Lead Center: JPL
The subtopic of modeling of additive processes is highly relevant to NASA as NASA is currently on a path to implement additive processes in space flight systems with little or no ability to model the process and thereby predict the results. In order to reliably use this process with a variety of materials for space flight applications, NASA has to have a much deeper understanding of the process. NASA is currently considering these processes for MOXIE, SHERLOC, ion engines and other spacecraft structural and multifunctional applications.
Additive manufacturing of development and flight hardware with metallic alloys is being developed by NASA and its various partners for a variety of spacecraft applications. These components are expected to see extreme environments coupled with a need for high-reliability (e.g., manned spaceflight), which requires a deeper understanding of the manufacturing processes. Modeling of the additive processes to provide accurate dimensional designs, preferred microstructures and defect-free is a significant challenge that would dramatically benefit from a joint academic-industry approach. The objective would be to create process models that are compatible with current alloys systems and additive manufacturing equipment which will provide accurate prediction of outcomes from a variety of additive manufacturing process parameters and materials combinations.
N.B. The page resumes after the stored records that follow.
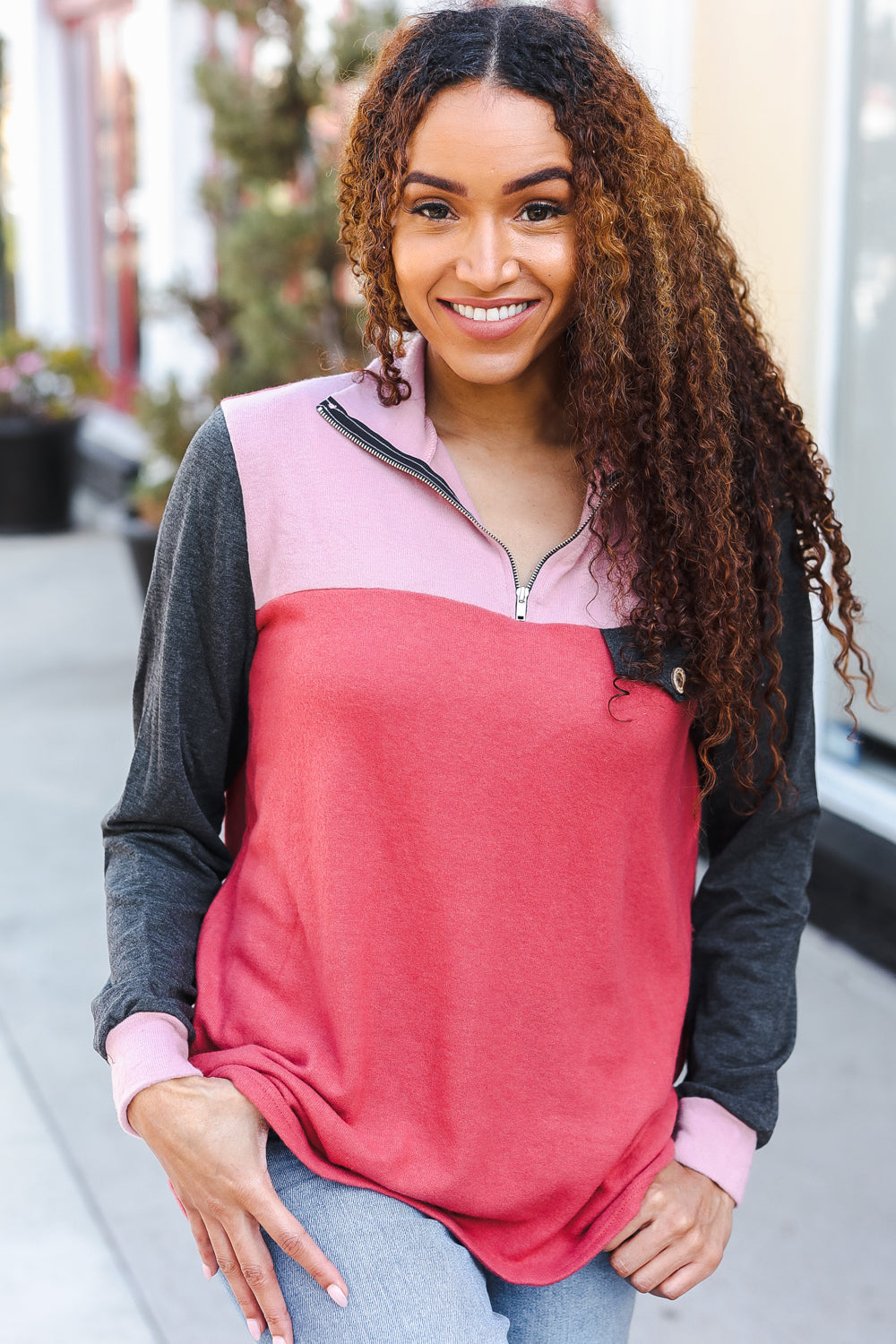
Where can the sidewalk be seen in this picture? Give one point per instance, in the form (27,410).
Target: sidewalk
(93,1249)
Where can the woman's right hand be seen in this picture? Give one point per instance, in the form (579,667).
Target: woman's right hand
(211,1142)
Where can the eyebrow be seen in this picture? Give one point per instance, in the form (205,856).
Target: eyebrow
(509,188)
(533,179)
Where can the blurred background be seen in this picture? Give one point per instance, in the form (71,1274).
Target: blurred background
(167,237)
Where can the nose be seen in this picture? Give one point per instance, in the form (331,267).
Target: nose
(487,260)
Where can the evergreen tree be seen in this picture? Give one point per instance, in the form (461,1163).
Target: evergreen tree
(282,306)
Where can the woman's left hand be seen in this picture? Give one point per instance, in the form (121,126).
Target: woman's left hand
(677,1236)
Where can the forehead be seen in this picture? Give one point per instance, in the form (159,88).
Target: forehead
(482,134)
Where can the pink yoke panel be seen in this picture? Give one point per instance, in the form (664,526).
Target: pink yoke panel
(324,513)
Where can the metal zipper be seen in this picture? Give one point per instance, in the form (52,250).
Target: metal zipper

The primary alloys of interest to NASA at this time include: Inconel 625 & 718, stainless steels, such as 304 and 316, Al10SiMg, Ti-6Al-4V, and copper alloys (GrCop-84). It is desired that the modeling approach address a focused material system, but be readily adaptable to eventually accommodate all of these materials. Therefore, the model should incorporate modest parameter changes coupled with being easily extensible for future alloys of interest to NASA. NASA is interested in modeling of the Selective Laser Melting (SLM), Electron Beam Melting (EBM) and Laser Engineered Net Shaping (LENS) processes.